But the effort required is immense. In each case communities are taking on giant organisations – public or private – who own the sites, have the financial information, have rigid theories about what should be done. They have out-manoeuvred other communities in the past. Communities must struggle to find out basic information (such as the real size of Newton Rigg’s deficit); study laws and restrictions (such as whether European ‘state-aid’ rules really stop them using public fibre); challenge technological claims (such as how much energy the wind-turbine generates); must relentlessly press officials to act. This is exhausting, risks time and money, and in the process, exposes them to their opponents’ accusations of ignorance and small-mindedness. But if communities are trusted then the compassion, the knowledge and the will-power which they can bring to bear is irresistible.

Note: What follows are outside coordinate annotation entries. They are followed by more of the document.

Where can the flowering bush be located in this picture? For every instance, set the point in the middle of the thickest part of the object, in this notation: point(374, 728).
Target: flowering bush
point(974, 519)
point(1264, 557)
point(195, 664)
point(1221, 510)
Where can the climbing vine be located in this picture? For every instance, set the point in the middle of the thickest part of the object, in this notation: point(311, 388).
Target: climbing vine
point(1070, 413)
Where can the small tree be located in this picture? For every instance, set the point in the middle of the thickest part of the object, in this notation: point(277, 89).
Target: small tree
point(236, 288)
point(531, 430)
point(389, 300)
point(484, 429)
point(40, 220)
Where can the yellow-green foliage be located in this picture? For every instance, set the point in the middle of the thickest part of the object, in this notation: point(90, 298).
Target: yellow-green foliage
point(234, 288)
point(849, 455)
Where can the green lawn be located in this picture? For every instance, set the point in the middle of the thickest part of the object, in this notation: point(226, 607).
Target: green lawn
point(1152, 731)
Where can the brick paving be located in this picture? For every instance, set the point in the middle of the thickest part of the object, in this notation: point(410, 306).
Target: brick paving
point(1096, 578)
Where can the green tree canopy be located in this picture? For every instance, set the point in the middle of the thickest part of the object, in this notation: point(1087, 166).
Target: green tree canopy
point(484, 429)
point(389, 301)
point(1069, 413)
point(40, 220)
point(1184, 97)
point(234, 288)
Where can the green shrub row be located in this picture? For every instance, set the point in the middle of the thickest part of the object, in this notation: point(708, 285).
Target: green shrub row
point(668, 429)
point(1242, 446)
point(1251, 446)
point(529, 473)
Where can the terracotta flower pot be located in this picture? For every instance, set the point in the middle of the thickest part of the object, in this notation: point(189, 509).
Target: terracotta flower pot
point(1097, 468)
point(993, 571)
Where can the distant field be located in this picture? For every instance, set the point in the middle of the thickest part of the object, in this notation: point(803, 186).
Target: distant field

But the spirit extends further. Last week, I had finished my last Herald article and sat by the fire trying to work out how to defrost my meal (the Aga and the heating had been broken for a week and the electricity had gone off again) when there was a sound like a trapped jackdaw clambering up, slipping down and struggling in the chimney. Then black clods began falling onto the hearth and an acrid smell, like burning yak dung, filled the room. Orange flames appeared behind the mantle-shelf. I pulled off the mantle-shelf – revealing for the first time since 1900 three sepia prints of ladies in Victorian hats, a set of scissors, a penknife and a live pistol round – and poured buckets down the wall.

I was saved by the Shap fire brigade. The firemen had been dragged out of sleep at one in the morning, had located a cottage on a nameless track – which was invisible to any GPS – and then had to abandon their engine and come in half a mile on foot on a narrow icy track in driving rain. But they were as cheerful and calm as though it were a Sunday afternoon picnic. One worked the thermal camera, another pair assembled a pump – which seemed to include a pipe, partly made of Victorian bamboo attached to my watering can. They had the situation under control so quickly that I had nothing to do other than to walk up and down the hill to carry some salt to help their fire-engine off the track. The same combination of compassion, common-sense and energy which we see in communities is often deeply present also in the public sector.